Pressure drop and heat transfer of flow boiling R134a in a dimpled flat duct

Abstract

A test facility has been built up to investigate the pressure drop and heat transfer of flow boiling R134a in a dimpled flat duct. The experiments are conducted at mass flux from 102.2 to 205.0 kg m−2 s−1, heat flux from 2.3 to 9.3 kW m−2, pressure from 349.8 to 488.4 kPa and vapor quality from 0.05 to 0.95. The results show that the frictional pressure gradient increases with increasing vapor quality and mass flux, while decreases with a rise in pressure. The heat flux has little impact on the frictional pressure gradient. The flow boiling heat transfer coefficient decreases slightly first and then increases significantly with an increase in vapor quality, which is attributed to the combined contributions of nucleate boiling heat transfer and convective evaporation heat transfer. No dryout has been observed in the tested vapor quality region.

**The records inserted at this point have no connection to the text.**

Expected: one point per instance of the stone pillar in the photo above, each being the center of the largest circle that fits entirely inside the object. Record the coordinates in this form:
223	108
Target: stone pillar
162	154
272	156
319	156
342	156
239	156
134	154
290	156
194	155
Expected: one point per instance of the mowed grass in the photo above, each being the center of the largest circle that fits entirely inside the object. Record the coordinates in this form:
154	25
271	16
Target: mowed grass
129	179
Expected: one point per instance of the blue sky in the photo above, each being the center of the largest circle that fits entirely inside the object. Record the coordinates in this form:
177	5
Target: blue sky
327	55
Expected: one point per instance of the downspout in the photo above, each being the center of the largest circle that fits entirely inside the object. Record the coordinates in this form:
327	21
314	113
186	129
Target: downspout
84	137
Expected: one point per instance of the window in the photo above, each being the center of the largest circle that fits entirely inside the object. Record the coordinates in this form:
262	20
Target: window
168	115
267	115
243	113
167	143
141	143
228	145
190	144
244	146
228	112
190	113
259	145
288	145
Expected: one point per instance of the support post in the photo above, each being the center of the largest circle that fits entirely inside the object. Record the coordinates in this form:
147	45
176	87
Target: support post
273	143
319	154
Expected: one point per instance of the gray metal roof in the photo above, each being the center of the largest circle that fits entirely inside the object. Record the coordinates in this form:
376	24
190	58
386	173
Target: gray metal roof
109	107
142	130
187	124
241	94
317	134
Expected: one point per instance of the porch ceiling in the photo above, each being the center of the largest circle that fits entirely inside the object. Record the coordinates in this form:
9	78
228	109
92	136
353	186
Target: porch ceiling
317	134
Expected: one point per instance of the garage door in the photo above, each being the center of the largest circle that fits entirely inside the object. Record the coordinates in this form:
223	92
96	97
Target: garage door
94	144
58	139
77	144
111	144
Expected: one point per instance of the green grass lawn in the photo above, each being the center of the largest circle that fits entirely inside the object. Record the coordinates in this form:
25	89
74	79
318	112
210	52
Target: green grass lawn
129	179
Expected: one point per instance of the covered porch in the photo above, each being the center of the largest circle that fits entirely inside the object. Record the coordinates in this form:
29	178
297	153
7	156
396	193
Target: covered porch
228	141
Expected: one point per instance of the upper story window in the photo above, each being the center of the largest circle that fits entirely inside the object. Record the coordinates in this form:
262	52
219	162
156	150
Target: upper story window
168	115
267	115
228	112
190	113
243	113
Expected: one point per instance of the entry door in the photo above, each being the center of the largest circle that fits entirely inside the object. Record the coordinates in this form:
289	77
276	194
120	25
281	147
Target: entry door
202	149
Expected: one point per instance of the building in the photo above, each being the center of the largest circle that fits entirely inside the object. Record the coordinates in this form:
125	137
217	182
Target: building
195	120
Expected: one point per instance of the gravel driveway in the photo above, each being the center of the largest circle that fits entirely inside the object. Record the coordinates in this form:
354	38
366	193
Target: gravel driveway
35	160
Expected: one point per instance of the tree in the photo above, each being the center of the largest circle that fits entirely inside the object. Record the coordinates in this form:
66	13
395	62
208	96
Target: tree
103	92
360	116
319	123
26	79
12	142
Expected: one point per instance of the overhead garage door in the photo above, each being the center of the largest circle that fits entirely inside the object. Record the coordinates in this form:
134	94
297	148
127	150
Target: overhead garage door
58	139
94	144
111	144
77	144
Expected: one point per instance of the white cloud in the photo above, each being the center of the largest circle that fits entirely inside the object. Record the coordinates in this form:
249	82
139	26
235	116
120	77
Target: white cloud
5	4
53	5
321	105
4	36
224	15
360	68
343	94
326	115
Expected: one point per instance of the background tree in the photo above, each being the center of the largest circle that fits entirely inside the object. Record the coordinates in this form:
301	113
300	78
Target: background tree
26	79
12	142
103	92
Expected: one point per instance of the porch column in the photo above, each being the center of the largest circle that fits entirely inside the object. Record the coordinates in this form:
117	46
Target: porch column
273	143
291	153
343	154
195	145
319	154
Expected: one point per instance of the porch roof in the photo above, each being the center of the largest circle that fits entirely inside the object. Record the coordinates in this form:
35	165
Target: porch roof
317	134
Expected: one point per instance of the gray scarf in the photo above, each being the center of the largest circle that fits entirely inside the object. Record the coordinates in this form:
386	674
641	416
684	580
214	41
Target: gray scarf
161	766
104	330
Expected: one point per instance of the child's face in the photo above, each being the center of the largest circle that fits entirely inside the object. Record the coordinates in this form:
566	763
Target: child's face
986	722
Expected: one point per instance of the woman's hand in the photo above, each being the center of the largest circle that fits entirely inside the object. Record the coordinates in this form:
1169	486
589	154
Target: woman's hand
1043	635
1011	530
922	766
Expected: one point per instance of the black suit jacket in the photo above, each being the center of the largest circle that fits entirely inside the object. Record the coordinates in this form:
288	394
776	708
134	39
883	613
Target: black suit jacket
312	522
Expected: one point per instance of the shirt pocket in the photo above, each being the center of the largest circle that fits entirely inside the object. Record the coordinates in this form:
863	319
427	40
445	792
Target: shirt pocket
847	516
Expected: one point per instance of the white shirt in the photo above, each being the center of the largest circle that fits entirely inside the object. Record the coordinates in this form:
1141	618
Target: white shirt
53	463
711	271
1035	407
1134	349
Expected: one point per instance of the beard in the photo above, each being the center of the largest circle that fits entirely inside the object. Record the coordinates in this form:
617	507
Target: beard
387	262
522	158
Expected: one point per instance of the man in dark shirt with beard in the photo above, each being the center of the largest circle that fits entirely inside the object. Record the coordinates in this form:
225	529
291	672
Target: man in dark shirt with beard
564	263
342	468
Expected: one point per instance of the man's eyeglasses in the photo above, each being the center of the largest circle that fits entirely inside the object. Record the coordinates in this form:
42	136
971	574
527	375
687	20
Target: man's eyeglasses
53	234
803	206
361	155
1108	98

The flow boiling heat transfer coefficient visibly increases with increasing mass flux and heat flux, while the rise in pressure just slightly increases the flow boiling heat transfer coefficient in low vapor quality region only. The comparisons with correlations for regular channels show that the dimpled flat duct has 3.9 to 8.3 times frictional pressure gradient and 1.3 to 3.0 times heat transfer coefficient.